A Lawyer’s Duty to Beneficiaries

The obligation of a testator’s lawyer to potential beneficiaries in drafting a will or other estate planning documents was recently discussed in the Ontario Superior Court of Justice case of Vincent v. Blake Cassels & Graydon LLP. The case involved a motion for summary judgment to dismiss a negligence/breach of fiduciary duty action by a beneficiary against the testator’s lawyers in connection with the preparation of a will/estate freeze. The beneficiary, one of two siblings of the testator, claims that the lawyers failed to carry out the testator’s intention to treat both siblings equally. The case is interesting for the Court’s review of the status of the common law concerning when a testator’s lawyer may or may not have obligations to existing or potential beneficiaries.

As a general rule, and this will come as no surprise, lawyers do not owe a duty to beneficiaries.

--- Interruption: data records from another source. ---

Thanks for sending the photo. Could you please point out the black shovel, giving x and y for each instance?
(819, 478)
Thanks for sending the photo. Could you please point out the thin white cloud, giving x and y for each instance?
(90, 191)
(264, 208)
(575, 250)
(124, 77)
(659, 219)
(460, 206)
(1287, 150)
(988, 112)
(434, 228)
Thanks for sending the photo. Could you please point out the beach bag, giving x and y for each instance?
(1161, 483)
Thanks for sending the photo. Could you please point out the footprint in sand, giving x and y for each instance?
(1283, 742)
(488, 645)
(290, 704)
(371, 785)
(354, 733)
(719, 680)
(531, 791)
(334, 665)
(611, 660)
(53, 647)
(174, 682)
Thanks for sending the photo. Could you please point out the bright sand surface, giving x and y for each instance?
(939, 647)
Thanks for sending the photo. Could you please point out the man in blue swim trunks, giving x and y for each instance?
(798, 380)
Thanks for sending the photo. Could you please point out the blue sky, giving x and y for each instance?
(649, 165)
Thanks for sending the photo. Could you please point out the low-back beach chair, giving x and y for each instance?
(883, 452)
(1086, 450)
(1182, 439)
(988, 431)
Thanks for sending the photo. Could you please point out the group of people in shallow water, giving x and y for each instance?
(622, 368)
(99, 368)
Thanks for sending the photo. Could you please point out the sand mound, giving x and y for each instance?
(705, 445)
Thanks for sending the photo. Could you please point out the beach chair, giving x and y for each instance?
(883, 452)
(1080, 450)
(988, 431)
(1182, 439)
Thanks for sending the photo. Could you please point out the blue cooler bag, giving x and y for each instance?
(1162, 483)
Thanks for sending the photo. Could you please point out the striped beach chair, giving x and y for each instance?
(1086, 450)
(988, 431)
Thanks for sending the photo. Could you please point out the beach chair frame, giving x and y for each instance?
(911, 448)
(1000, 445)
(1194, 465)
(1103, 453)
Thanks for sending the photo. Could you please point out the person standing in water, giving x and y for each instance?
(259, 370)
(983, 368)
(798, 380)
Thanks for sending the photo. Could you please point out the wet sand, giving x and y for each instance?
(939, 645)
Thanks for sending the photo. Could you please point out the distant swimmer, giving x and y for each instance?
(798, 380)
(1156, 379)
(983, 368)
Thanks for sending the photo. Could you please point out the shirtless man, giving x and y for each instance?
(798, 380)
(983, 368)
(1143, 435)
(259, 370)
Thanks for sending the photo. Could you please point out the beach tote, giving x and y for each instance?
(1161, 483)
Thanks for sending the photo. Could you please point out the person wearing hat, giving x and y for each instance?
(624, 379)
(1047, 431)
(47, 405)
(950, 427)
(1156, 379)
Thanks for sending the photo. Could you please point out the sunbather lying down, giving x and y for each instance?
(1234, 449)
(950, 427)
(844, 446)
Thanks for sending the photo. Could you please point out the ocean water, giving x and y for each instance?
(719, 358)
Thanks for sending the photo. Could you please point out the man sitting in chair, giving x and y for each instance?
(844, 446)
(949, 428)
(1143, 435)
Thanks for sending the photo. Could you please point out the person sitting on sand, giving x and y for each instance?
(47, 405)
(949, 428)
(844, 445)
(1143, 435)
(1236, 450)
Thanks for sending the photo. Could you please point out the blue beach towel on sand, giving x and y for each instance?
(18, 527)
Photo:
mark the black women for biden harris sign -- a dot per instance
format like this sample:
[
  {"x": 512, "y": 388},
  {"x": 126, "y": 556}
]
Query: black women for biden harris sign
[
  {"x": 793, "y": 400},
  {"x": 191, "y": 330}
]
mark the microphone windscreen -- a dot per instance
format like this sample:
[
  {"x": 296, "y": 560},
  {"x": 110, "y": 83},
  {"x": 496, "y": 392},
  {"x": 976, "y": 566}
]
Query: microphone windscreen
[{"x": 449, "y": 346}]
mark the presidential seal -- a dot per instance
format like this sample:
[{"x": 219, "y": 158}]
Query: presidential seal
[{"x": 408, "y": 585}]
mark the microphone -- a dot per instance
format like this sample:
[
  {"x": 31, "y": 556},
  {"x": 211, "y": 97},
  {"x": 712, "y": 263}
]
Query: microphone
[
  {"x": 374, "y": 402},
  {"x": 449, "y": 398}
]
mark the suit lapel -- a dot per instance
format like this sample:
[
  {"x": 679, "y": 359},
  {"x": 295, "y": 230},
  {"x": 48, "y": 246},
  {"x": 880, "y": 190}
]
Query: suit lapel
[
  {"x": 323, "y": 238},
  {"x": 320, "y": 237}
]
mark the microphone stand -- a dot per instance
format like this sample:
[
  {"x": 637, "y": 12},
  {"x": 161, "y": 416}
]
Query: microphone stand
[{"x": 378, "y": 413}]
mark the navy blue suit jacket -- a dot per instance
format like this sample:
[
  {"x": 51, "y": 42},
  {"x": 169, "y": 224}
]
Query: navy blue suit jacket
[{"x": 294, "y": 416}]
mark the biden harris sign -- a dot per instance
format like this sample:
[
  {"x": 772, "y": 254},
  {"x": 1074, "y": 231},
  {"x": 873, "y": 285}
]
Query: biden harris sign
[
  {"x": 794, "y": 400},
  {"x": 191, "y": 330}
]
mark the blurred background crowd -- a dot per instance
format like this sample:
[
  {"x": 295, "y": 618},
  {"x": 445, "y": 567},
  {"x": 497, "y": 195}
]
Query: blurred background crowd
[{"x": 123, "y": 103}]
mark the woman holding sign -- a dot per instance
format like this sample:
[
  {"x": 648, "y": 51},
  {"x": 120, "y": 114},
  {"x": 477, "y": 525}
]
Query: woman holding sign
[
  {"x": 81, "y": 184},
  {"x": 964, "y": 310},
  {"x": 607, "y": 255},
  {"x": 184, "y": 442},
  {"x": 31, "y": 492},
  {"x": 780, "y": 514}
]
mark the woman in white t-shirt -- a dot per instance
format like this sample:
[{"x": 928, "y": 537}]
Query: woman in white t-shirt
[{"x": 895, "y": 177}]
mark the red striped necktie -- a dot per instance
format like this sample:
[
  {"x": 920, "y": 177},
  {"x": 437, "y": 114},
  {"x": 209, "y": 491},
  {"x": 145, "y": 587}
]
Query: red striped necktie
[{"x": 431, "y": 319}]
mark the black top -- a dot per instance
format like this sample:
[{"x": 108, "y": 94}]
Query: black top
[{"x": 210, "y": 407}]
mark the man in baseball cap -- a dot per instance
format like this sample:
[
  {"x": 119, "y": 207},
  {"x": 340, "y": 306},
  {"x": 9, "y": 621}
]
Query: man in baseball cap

They do not act on behalf of beneficiaries and the lawyer’s obligation is to ensure that she or he carries out the instructions and intentions of her or his client, the testator. In most cases, the interests of a disappointed beneficiary and a testator will be in conflict, given that one decided not to include the other and the other is disappointed with the decision. The Court referred to caselaw setting out some very good reasons for not extending a duty to beneficiaries. Principal among these is the need for a solicitor to be free to make inquiries of a testator to determine testamentary intention and capacity without being hampered by some duty to those who may or may not benefit under the intended or a previous will.

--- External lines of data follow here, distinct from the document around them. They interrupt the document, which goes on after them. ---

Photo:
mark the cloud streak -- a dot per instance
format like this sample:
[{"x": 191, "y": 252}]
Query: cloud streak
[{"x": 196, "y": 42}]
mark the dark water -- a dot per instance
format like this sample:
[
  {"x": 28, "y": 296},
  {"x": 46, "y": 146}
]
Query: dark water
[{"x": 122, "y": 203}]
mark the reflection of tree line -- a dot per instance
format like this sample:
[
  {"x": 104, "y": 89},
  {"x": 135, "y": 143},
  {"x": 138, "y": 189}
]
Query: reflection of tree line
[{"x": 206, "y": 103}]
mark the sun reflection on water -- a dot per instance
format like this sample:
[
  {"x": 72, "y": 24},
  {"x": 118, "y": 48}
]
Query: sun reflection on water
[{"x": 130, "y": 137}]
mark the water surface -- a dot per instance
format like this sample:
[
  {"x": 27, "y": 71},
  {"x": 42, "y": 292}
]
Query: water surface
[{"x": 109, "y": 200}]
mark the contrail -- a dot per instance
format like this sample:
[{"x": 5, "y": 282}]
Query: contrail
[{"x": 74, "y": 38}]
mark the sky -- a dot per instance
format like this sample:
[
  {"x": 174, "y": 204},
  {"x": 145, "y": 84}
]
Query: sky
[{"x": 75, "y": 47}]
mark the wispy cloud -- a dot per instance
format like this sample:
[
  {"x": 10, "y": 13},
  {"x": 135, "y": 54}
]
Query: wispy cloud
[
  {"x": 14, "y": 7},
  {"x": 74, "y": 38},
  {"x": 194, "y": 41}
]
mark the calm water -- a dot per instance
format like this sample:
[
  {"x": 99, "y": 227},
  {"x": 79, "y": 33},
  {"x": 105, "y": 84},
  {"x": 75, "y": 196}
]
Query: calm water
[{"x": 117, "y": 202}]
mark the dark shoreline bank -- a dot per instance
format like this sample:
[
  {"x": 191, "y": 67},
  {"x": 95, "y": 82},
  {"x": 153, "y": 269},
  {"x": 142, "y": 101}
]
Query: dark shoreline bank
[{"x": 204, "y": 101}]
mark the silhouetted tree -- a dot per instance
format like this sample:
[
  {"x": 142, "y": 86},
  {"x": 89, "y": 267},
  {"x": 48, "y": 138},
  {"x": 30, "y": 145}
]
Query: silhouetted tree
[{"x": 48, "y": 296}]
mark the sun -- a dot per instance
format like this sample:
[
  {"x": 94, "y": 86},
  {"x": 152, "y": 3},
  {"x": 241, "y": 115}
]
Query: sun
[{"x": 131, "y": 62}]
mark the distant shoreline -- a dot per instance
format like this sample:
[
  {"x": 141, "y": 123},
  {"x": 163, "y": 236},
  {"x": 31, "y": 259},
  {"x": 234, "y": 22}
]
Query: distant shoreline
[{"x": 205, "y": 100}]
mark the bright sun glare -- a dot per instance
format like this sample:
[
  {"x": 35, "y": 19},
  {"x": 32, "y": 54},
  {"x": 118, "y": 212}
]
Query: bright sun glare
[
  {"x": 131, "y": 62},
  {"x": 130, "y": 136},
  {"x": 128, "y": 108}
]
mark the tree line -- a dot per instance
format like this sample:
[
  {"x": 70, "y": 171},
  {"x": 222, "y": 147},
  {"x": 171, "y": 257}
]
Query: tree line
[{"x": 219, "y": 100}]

However, the Court noted that in certain limited circumstances, a lawyer may owe a duty to beneficiaries as well as to the testator. That duty may arise where the interests of the testator and of the beneficiary are not in conflict but are aligned. Generally, this will arise where the issue concerns whether a potential beneficiary has been deprived because the lawyer failed to act in accordance with the testator’s “true” intentions. In such cases, the interests of the testator to benefit a beneficiary are the same as those of the beneficiary; i.e. to prepare the estate document as a prudent lawyer would in order to carry out the intentions of the testator. If the lawyer fails to do so such that an intended beneficiary does not receive an intended gift, she or he could face liability to the intended beneficiary. Such a scenario could arise, for example, where the drafting lawyer failed to properly carry out the intentions of the testator but a will is otherwise upheld because it meets the legal requirements for a valid will. Such cases are possible, if a rare, because while Courts will generally be loath to uphold a will that does not accurately express the testator’s intentions, where the consequences of not doing so are that a will fails, resulting in either an intestacy or a revival of a previous unsatisfactory will, the alternative may be to uphold the will and hold the drafting lawyer accountable.

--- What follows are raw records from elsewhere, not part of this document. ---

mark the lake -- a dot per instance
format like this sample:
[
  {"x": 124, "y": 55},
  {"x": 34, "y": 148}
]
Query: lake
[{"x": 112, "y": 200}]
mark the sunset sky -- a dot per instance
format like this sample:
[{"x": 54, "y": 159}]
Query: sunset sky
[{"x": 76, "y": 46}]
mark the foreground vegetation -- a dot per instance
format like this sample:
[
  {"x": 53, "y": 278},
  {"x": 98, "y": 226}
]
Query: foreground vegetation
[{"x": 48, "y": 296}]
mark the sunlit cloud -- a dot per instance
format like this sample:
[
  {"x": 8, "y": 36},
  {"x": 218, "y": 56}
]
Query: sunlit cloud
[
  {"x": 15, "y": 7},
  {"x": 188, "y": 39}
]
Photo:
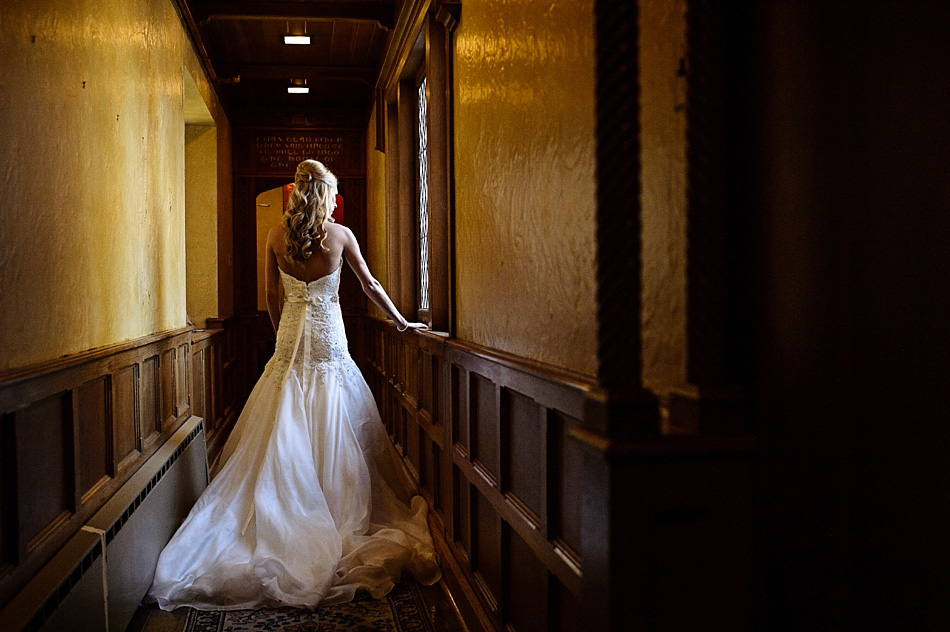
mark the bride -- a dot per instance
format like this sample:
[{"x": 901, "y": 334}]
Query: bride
[{"x": 311, "y": 503}]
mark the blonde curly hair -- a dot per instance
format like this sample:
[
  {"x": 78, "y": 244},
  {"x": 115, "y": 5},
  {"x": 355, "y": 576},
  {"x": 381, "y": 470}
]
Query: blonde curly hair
[{"x": 309, "y": 207}]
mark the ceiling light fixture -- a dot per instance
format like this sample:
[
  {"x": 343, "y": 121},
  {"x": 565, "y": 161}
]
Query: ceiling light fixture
[
  {"x": 296, "y": 39},
  {"x": 298, "y": 86}
]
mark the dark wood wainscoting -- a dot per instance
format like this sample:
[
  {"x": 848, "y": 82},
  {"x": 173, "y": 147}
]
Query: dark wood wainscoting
[
  {"x": 73, "y": 430},
  {"x": 499, "y": 448},
  {"x": 487, "y": 439}
]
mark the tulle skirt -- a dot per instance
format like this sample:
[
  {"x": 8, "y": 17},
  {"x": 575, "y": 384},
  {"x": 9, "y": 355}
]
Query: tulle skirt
[{"x": 310, "y": 505}]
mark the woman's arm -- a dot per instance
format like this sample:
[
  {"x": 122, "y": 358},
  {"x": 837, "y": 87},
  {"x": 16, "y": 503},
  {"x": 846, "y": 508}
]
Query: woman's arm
[
  {"x": 373, "y": 288},
  {"x": 272, "y": 285}
]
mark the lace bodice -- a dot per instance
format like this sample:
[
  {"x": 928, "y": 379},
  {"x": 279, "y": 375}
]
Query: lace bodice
[{"x": 311, "y": 339}]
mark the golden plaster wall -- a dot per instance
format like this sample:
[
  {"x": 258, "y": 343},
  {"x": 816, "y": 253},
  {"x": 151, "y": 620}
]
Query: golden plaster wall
[
  {"x": 92, "y": 148},
  {"x": 375, "y": 247},
  {"x": 524, "y": 166},
  {"x": 270, "y": 209},
  {"x": 663, "y": 156},
  {"x": 201, "y": 223}
]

In this case, the issue is whether the estate plan properly complied with what the parties agreed was the intention of the testator to treat her offspring equally and, if it did not, whether the drafting lawyers could be held liable to the affected beneficiary in negligence or as a result of breach of fiduciary duty. There were several factual issues that the Court determined would require a trial before that question could be answered.

One Comment to “A Lawyer’s Duty to Beneficiaries”

  1. This issue has been resolved in Australia for many years following a case where the solicitor was held liable to make good to the beneficiaries disentitled because of his negligence in the creation of the will.